Eurosceptics persevered. In a way, it’s a miracle that the anti-EU movement even made it this far – for the last 42 or more years, our story has been one of near-constant defeat, and fighting retreat. At almost every turn, we have been outgunned, outmanoeuvred and overwhelmed by better-funded, better-prepared and better-presented opponents. Many causes would have fizzled out under such pressures. Huge credit is owed to those dedicated individuals (like Cash, Hannan and Farage) and organisations (like The Freedom Association and Conservative Way Forward) who kept the flame alive, and steadily built a campaigning movement and a compelling case. This victory is built on the shoulders of those who survived and learned from the many battles that went before.

Vote Leave knew their market. Our movement has at times been all too prone to prize gut instinct over research and proper campaign planning. Vote Leave resisted the temptation to indulge Eurosceptics’ love of technicalities and the arcana of EU rules, and instead focused on appealing to the electorate rather than the activist base. Once they identified three messages that worked, they hammered at them relentlessly. One root of the victory can be found in Lord Ashcroft’s recent poll, which asked voters to name the crucial messages from each side. The results for Leave echoed their three key messages precisely:

Leave messages

By contrast, the same graphic for Remain showed a far less focused picture:

Remain messages

That clarity and simplicity of message undoubtedly had an impact.

The Get Out The Vote operation worked. As we predicted last night, the result was eventually decided by differential turnout. In my analysis last week of each campaign’s ground operations, I investigated the strengths and weaknesses of each side. It now appears that Leave’s machine won out on the ground – the early contrast between their over-performance in Sunderland and Remain’s under-performance in Newcastle was emblematic of a trend that spread across much of the country. They identified and activated their supporters more effectively.

Cummings and Elliott are a winning team. As we identified at the outset of the designation race, Vote Leave’s top team had the experience and skills required to fight and win the referendum. They survived some dangerous moments, defied various ‘noises off’ from other Leavers and eventually were able to bring their abilities fully to bear, with historic results. As has been well-documented, Cummings has his flaws, but after this victory it is increasingly hard for his critics to claim that they outweigh his brutally effective approach.

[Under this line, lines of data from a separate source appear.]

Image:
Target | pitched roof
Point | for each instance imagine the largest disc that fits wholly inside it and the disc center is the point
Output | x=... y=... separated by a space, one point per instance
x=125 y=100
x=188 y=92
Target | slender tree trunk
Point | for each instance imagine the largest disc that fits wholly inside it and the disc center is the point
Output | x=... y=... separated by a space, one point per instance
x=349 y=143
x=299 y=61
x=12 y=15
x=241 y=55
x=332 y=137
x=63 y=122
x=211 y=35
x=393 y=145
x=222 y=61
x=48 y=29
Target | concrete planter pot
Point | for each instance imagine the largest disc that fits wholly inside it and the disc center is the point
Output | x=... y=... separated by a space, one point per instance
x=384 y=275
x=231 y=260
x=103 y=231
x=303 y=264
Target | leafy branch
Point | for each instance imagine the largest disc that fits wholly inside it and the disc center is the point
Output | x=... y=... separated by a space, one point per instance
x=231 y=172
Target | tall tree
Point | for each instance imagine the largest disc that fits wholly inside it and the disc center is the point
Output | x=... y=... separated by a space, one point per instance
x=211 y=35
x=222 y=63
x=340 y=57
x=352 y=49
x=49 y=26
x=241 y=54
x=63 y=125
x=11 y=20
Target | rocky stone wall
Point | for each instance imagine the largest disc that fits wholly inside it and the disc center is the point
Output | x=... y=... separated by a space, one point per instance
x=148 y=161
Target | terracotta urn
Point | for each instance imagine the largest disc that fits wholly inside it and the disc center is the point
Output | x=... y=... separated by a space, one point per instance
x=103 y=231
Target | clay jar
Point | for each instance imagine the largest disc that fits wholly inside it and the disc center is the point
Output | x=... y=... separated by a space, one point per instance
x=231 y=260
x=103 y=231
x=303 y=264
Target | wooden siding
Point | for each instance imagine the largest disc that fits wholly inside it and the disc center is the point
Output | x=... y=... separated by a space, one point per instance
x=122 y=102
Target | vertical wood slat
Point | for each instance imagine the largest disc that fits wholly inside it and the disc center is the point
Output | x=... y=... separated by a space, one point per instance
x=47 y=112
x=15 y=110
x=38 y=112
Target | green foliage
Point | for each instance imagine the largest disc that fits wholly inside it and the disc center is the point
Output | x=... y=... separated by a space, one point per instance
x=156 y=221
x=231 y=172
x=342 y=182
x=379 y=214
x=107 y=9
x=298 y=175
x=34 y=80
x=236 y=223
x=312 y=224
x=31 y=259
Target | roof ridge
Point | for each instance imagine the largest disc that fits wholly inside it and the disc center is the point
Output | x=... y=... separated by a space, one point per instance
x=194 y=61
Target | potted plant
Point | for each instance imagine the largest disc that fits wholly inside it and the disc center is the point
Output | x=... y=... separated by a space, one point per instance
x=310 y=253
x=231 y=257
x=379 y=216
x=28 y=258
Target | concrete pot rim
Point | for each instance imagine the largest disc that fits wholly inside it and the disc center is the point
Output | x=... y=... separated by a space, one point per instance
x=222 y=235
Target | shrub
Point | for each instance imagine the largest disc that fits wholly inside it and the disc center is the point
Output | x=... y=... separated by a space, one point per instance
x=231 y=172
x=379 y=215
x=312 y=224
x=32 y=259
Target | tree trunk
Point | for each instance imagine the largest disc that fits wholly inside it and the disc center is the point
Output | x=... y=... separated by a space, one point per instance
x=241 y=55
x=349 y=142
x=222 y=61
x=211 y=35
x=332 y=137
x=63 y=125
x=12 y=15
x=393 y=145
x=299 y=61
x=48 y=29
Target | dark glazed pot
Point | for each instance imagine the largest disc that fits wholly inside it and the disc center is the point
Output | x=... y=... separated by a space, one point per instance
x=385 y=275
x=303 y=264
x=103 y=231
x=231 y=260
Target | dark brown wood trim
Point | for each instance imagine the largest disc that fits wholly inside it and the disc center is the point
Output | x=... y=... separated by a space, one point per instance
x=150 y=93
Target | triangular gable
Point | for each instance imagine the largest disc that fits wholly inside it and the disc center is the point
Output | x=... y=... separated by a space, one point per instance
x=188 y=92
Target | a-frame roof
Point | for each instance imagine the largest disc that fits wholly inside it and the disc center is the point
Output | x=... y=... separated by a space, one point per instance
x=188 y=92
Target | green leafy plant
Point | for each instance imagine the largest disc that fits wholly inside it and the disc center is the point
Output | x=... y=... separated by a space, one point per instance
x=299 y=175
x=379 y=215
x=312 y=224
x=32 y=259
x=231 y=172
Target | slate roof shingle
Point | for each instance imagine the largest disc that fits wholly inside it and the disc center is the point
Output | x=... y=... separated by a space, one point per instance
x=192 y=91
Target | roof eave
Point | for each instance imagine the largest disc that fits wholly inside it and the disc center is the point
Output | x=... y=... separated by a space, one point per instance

The politicians stuck their necks out and fought brilliantly. It’s easy now to take for granted the fact that Vote Leave’s politician supporters were on side. But it isn’t long ago that the team sheet looked quite empty. Full credit to – among many others –  Chris Grayling, Priti Patel, Andrea Leadsom, Gisela Stuart (whom we keenly supported as a key voice in the debate), Michael Gove and Boris Johnson. The former mayor was the target of numerous attacks by the Remain campaign, and weathered a lot of criticism of his motives, but the result bears out his decision. He was risking a lot when he decided to support Brexit – and it paid off for the nation. It may yet pay out for him personally, too.

So where next? This morning’s announcement by the Prime Minister reminds us that the situation is highly unpredictable. But I can reveal that Vote Leave are already moving into a new stage – the organisation will be remodelled  and will continue to operate during the process of negotiations with the EU and the eventual Brexit, to ensure that the referendum result is honoured in full.